Tuesday, 24 January 2017: 11:15 AM
605 (Washington State Convention Center )
Coupled atmosphere-ocean general circulation models (CGCMs) show important systematic errors. In the tropics, precipitation tends to be excessive over the oceans south of the equator, and marine low clouds are generally underestimated above too warm sea surface temperatures (SSTs). In the extratropics, SSTs are also too warm over the Southern Ocean. We argue for remote links between these tropical and extratropical errors and present a possible amplifying mechanism involving the sensitivity of marine clouds to underlying SST. Our arguments are supported by the very different response obtained by two CGCMs that greatly differ in their simulation of the response to an identical artificial decrease in solar radiation flux incident at the top of the atmosphere.
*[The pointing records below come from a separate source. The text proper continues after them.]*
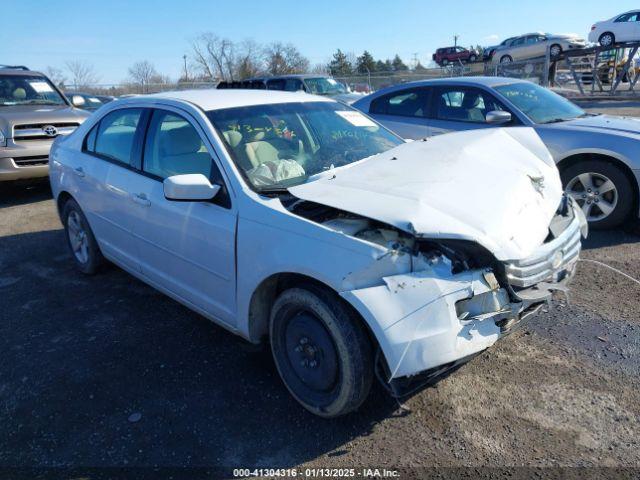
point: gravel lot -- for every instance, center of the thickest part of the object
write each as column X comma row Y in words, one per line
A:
column 80, row 355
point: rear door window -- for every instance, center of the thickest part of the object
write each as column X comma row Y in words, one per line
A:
column 113, row 136
column 412, row 102
column 463, row 104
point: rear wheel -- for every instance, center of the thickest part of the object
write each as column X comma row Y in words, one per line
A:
column 82, row 243
column 607, row 39
column 322, row 352
column 602, row 190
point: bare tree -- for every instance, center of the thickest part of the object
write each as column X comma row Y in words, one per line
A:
column 142, row 74
column 249, row 60
column 215, row 56
column 284, row 58
column 82, row 73
column 56, row 75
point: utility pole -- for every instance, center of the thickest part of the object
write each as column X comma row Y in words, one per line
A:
column 186, row 73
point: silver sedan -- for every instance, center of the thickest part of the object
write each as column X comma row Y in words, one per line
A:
column 598, row 155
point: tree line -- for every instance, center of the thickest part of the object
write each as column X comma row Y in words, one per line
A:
column 212, row 58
In both models (UCLA CGCM and NorESM), reduced insolation over the Southern Ocean results in large-scale circulation changes consistent with less heating of the southern hemisphere and in reduced local SSTs. In the model with the stronger SST/marine cloud feedbacks, these colder SSTs over the Southern Ocean are advected to the subtropical regions, which combined with the circulation changes result in increased low level clouds in the major stratocumulus regions and an associated reduction of the SST in these regions. In the model with the weaker feedbacks (NorESM) the effects on the subtropics are very small. A CGCM that underestimates SST/marine cloud feedbacks, therefore, may not benefit from improvements in the Southern Ocean simulation.